The second panel focused on radiology payments and disruptors. Andrew K. Moriarity, MD, skillfully explained the MPFS reimbursement formula, including the Conversion Factor, and explored the difficulties of using such a formula in a budget-neutral system. He pointed out that physician payments have received no significant correction for inflation in 22 years.
His discussion set the stage for ACR Hill Day. Held at the end of ACR 2023, the event gathered members to visit Capitol Hill and lobby Congress to support H.R. 2474: Strengthening Medicare for Patients and Providers Act, a bill that would update the Conversion Factor according to a healthcare surrogate index for inflation, the Medicare Economic Index (MEI).
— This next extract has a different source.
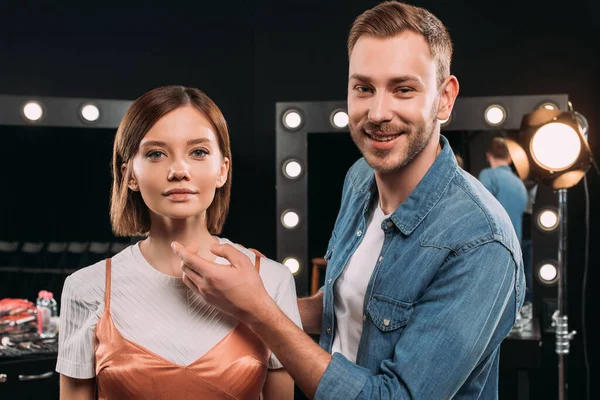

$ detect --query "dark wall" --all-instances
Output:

Michael S. Booker, MD, MBA, followed with a second call to action, asking members to be on the lookout for a vital survey on practice expense administered by the AMA. He educated attendees on how Medicare practice expense is constructed of both direct and indirect inputs.
While direct expenses (such as supplies, equipment and clinical labor) are allocated for each service, indirect expenses (such as rent and salaries for non-clinical office staff) are allocated across all services. These indirect expenses have not been updated for more than 15 years. Significant redistribution of dollars between clinicians can occur if Medicare accepts the survey results.
Switching gears to radiology disrupters, Melissa L. Chen, MD, struck back at critics regarding the lack of reimbursement for AI applications. Radiologists want to use this technology to improve patient care, Chen explained, but we are pleading with vendors to make more useful algorithms instead of duplicating work already underway. This was sage advice as she also explained how achieving a Current Procedural Terminology code — a vital piece for obtaining reimbursement in the MPFS — necessitates offering a new service not currently described by other services in the fee schedule. Chen also warned that budget neutrality has stymied innovation, creating another barrier to encouraging this vital technology.
Kurt A. Schoppe, MD, wrapped up the forum with discussion on non-physician providers and a recent Medicare ruling that permanently allows these providers to monitor contrast injection in physician offices, but not in independent diagnostic testing facilities, subject to state laws and regulations. The ACR had supported this position.
The forum showcased the amazing work the ACR staff, supported by volunteers, performs daily on behalf of the College’s membership. Many thanks to the staff and volunteers for all their hard work!